Provide a lesson planning template to guide instruction
The program requires that candidates use a specific lesson planning template. The template first asks candidates to detail standards and important information about students (to set the context), then asks for assessment data to drive instructional decisions.
One notable feature of this template is that the program requires candidates to support their instructional decisions by citing research. The faculty encourage candidates to be very specific in their application of the research. For example, a candidate cannot simply reference "Anita Archer" (who has written on explicit instruction among other topics), but rather needs to be precise about how they plan to implement explicit instructional techniques.
Planning for the lesson's methods comes after all of this initial planning, so the lesson is driven by the standards, students' needs, and students' progress. Lessons must reflect the research, rather than focusing on a fun activity that a teacher found online.
Observation instrument aligned with expectations for in-service teachers
The program developed an observation instrument known as the Dispositional, Instructional, Content-Specific Evaluation (DICE). This instrument addresses the same topics as the state's observation instrument for in-service teachers but with modified expectations more appropriate for student teachers. Candidates are rated on a five-point scale (zero to four). Earning a four means someone is a top student teacher, equivalent to a good novice teacher in the field (rather than being equivalent to a highly effective veteran teacher).

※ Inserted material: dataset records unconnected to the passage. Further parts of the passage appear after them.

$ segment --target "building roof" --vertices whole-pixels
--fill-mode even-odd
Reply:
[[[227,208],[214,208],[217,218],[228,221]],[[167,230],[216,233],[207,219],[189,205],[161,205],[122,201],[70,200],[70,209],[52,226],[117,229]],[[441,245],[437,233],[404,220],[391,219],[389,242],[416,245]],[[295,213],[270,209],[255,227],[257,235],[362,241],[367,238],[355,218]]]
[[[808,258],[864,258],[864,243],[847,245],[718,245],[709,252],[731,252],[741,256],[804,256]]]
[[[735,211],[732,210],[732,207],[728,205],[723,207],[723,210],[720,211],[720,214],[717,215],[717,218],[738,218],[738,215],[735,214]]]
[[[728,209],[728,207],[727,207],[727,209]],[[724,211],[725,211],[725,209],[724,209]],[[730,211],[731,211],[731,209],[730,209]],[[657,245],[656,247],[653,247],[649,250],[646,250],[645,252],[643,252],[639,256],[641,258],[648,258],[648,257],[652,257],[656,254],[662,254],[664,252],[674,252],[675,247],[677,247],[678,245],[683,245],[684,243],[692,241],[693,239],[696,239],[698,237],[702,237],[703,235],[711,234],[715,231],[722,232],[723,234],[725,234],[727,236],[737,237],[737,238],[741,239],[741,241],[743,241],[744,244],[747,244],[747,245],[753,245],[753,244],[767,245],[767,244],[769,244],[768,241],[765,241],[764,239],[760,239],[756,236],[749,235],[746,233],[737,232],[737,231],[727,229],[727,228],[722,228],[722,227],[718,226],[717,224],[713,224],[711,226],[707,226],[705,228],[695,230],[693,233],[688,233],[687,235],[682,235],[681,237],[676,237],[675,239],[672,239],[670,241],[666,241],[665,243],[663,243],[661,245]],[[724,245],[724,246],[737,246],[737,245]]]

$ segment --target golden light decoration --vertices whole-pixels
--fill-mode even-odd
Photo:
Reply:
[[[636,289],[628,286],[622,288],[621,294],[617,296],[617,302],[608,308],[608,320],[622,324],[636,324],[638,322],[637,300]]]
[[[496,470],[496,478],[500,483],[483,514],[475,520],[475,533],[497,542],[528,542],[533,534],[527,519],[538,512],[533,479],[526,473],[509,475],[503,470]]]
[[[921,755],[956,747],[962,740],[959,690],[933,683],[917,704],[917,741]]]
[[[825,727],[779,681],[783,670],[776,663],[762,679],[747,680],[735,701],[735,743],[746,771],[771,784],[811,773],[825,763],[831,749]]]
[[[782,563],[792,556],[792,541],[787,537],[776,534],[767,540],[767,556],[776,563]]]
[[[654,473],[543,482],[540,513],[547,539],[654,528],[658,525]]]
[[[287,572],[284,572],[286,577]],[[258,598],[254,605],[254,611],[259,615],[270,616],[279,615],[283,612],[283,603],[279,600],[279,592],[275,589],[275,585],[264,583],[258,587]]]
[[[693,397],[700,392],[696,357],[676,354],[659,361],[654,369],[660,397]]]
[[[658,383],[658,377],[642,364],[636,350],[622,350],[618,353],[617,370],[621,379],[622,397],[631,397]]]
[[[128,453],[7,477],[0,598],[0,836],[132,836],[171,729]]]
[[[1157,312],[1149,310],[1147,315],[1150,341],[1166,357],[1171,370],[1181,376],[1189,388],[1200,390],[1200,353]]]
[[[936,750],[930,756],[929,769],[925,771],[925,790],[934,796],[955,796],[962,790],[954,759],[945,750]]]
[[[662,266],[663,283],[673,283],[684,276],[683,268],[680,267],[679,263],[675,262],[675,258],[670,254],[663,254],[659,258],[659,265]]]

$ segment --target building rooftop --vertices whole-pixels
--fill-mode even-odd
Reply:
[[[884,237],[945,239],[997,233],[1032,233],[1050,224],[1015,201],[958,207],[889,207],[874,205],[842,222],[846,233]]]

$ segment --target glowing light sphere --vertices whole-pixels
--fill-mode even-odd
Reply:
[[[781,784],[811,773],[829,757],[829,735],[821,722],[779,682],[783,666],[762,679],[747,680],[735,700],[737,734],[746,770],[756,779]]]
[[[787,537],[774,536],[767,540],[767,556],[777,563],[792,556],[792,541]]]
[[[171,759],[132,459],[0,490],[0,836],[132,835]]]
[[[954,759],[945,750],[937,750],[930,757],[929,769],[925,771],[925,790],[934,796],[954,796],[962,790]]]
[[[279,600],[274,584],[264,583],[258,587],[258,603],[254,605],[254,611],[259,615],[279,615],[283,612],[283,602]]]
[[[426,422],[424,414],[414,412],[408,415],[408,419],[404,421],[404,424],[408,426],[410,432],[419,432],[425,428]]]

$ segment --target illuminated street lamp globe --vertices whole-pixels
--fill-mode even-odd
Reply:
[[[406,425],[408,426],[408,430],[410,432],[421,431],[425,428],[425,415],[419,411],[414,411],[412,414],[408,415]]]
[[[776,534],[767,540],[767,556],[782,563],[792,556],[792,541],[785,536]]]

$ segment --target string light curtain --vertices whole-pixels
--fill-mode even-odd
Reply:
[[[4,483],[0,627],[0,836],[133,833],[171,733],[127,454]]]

The program is also careful to protect against score inflation on the DICE; they warn candidates that they're not going to get scores of three or four on their first observations. They've found that cooperating teachers and supervisors also want to give higher scores than are warranted, and so have to push them to score more accurately, since doing so supports candidates' improvement. The goal is to encourage growth. To ensure accurate scoring, the program offers in-person training for cooperating teachers and program supervisors on how to use the observation instrument and makes a recorded training available online as well. All observers complete a sample observation; if the scores aren't accurate, the program keeps working with them.